Current location - Education and Training Encyclopedia - Graduation thesis - How to calculate python svm in auc paper
How to calculate python svm in auc paper
Draw ROC curve in Python and calculate AUC value

order

Roc curve and AUC are usually used to evaluate binary classifiers. This article will briefly introduce ROC and AUC, and then demonstrate how python draws ROC curves and calculates AUC with examples.

Introduction to AUC

AUC (area under curve) is a very commonly used evaluation index in two kinds of models of machine learning. Compared with F 1-Score, AUC is more tolerant of project imbalance. At present, common machine learning libraries (such as scikit-learn) generally integrate the calculation of this index, but sometimes the model is independent or written by itself. At this time, if you want to evaluate the training model, you have to build an auc calculation module yourself. This paper finds that libsvm-tools has a very easy-to-understand AUC calculation when querying information, so it is selected for future use.

AUC calculation

The calculation of AUC is divided into the following three steps:

1, the preparation of calculation data, if there is only one training set in model training, cross-validation is generally used for calculation. If there is an evaluation set, it can be calculated directly. The data format is generally the forecast score and its target category (note that it is the target category, not the forecast category).

2. According to the threshold, the horizontal (X: false positive rate) and vertical (Y: true positive rate) points are obtained.

3. After connecting the coordinate points into a curve, calculate the area under the curve, which is the value of AUC.

Go straight to python code

#! -*-Code =utf-8 -*-

Import pylab as pl.

Import log from mathematics, exp, sqrt

Evaluate_result= "Your file path"

db = [] #[score,nonclk,clk]

Positive and negative = 0,0

Use open(evaluate_result,' r') as fs:

For lines in fs:

nonclk,clk,score = line.strip()。 Split ('\t')

nonclk = int(nonclk)

clk = int(clk)

Fraction = floating point (fraction)

db.append([score,nonclk,clk])

pos += clk

Negative+= not clocked.

db = sorted(db,key=lambda x:x[0],reverse=True)

# Calculate ROC coordinate points

xy_arr = []

tp,fp = 0。 , 0.

For I(len(db)) in the range:

tp += db[i][2]

fp += db[i][ 1]

xy_arr.append([fp/neg,tp/pos])

# Calculate the area under the curve

auc = 0。

prev_x = 0

For x, y in xy_arr:

If x! = prev_x:

auc += (x - prev_x) * y

prev_x = x

Print "auc is% s" % AUC

x = [_v[0] for _v in xy_arr]

y = [_v[ 1] for _v in xy_arr]

PL.title ("ROC curve of% s (AUC = %.4f)"% ('svm', AUC))

Pl.xlabel ("false positive rate")

Pl.ylabel ("true positive rate")

Pl.plot(x, y)# Plot x and y with pylab.

Pl.show()# Show the drawing on the screen.

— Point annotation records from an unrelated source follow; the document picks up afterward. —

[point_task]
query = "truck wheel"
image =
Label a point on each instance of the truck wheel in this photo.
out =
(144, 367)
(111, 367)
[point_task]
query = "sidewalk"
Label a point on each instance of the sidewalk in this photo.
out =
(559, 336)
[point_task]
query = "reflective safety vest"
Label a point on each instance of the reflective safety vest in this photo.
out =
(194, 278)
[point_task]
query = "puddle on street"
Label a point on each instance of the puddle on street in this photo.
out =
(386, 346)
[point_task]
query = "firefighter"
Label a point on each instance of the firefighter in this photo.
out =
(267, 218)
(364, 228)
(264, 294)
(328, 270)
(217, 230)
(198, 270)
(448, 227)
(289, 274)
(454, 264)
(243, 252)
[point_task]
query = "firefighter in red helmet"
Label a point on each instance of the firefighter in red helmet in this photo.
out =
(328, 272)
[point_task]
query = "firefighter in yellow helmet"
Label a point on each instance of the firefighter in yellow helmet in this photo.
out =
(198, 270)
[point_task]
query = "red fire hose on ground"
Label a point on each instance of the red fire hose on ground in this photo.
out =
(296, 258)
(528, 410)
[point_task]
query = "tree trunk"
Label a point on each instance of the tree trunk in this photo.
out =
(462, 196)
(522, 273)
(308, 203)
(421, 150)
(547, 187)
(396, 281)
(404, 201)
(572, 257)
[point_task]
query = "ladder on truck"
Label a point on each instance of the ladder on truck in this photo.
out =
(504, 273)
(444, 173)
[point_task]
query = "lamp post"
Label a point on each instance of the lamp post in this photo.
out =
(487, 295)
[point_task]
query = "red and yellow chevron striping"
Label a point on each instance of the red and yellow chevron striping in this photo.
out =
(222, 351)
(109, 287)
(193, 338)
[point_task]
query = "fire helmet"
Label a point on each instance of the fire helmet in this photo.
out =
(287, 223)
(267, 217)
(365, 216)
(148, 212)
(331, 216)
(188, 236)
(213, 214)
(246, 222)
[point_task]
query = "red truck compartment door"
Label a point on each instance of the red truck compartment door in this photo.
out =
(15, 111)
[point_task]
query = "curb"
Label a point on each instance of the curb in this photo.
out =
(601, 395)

The input data set can refer to svm prediction results.

Its format is:

Non-clock \ tclock \ tfract

These include:

1, nonclick: data not clicked can be regarded as negative sample number.

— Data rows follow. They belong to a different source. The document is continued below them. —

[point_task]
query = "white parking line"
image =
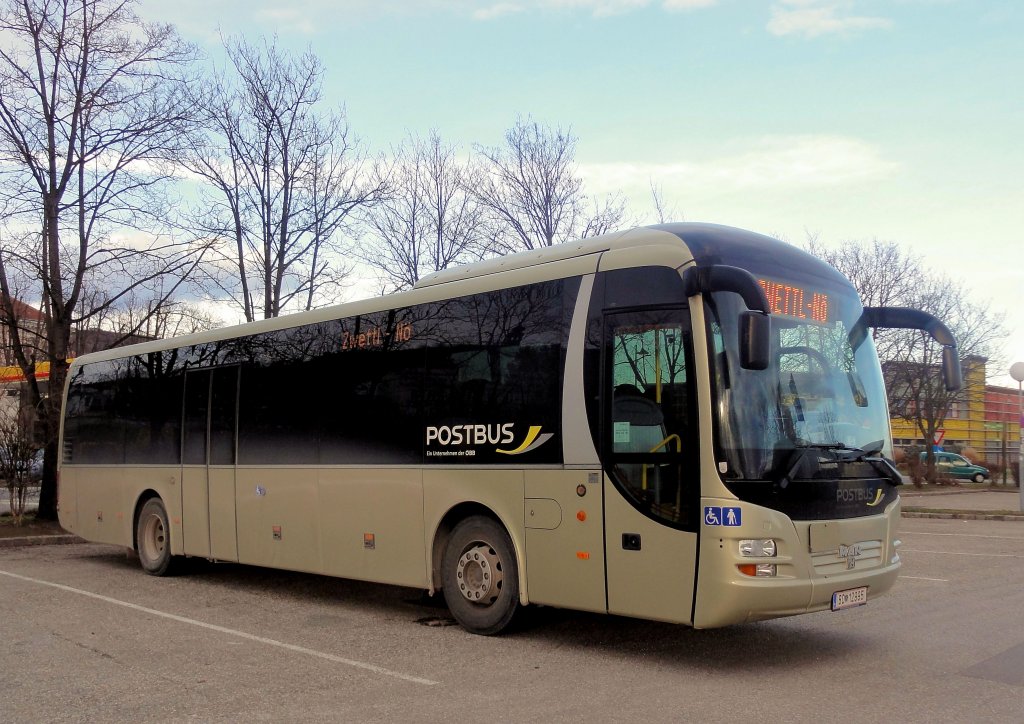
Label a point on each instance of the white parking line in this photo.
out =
(904, 531)
(960, 553)
(230, 632)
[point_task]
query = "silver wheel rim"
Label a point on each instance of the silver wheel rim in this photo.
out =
(154, 539)
(479, 575)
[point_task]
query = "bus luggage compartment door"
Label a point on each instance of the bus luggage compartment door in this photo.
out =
(564, 547)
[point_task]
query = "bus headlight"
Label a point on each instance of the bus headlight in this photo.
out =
(760, 548)
(759, 570)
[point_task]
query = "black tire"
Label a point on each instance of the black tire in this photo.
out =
(153, 539)
(480, 577)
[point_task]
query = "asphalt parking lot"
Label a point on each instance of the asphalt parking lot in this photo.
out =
(88, 637)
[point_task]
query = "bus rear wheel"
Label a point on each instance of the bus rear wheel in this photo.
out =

2.clk: the number of clicks, which can be regarded as the number of positive samples.

3. Score: the predicted score can be used as the pre-statistics of this group of positive and negative samples to reduce the calculation of AUC.

The result of the operation is:

If pylab is not installed on this machine, you can directly mark the dependency and drawing parts.

pay attention to

The code published above:

1, only the result of binary classification can be calculated (as for the label of binary classification, you can handle it casually).

2. In the above code, each score has a threshold, but in fact, this is quite inefficient. You can sample samples or calculate horizontal axis coordinates.